特定の事業用資産の買換え特例
»2010年9月1日 (水)
法人が自己の有する資産の売却をして、その売却代金で新たな別の資産を購入しようとする場合であっても、資産の売却益に対しては通常の事業上の利益と合わせて法人税が課され、新たな資産の購入に支障を来たす場合があります。
このため、法人が一定の要件を満たす事業用の資産を売却して、新たな別の事業用資産に買い換える場合には、「特定の事業用資産の買換え特例」の適用を受けることで課税の繰り延べを図ることができます。
具体的には、新たな事業用資産の取得価額を、旧資産の売却益の80%まで圧縮することで、「固定資産圧縮損」という損失を計上し、その圧縮損と売却益とを相殺するという手法です。

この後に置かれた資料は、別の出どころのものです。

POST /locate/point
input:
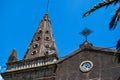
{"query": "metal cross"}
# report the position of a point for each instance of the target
(85, 33)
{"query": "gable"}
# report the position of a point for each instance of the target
(104, 66)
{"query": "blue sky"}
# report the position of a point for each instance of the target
(19, 20)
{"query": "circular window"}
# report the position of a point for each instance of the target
(86, 66)
(34, 52)
(38, 38)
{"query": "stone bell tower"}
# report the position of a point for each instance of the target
(39, 62)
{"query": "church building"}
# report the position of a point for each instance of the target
(41, 61)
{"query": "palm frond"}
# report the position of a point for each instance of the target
(115, 19)
(99, 5)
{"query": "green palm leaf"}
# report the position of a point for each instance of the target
(99, 5)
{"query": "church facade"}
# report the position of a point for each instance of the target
(41, 61)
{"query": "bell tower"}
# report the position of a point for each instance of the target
(43, 43)
(39, 61)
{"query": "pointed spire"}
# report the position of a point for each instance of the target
(43, 43)
(13, 56)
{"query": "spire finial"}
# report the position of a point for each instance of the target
(85, 33)
(47, 6)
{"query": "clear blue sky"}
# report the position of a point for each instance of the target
(19, 20)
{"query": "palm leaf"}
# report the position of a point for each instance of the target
(115, 19)
(99, 5)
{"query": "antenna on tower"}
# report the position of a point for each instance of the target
(47, 6)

ただし、新たな事業用資産の取得価額は圧縮後の金額となりますから、その後の事業年度における減価償却費は少ない金額しか計上することができません。また、減価償却のない土地の場合には、その土地を将来売却した時に、過去の圧縮損がいっきに譲渡益として実現することとなります。圧縮が節税ではなく課税の繰り延べといわれるのはこのためです。
この特例の主な適用要件は次の通りです。
1.事業用資産であること(ただし、棚卸資産を除きます)
2.買い換える土地の面積は原則として譲渡した土地の5倍以内であること。
3.買い替え資産の所有期間はその資産の種類に応じて様々ありますが、代表的なものとしては
・譲渡資産:国内にある土地等、建物又は構築物で、所有期間が10年を超えるもの
・買換資産:国内にある事業の用に供される土地・建物・減価償却資産(船舶を除く)
というものがあります。
4.買換え資産は原則として所有資産を譲渡した年、その前年中、あるいは翌年中に取得し、取得後1年以内に事業用に使用すること。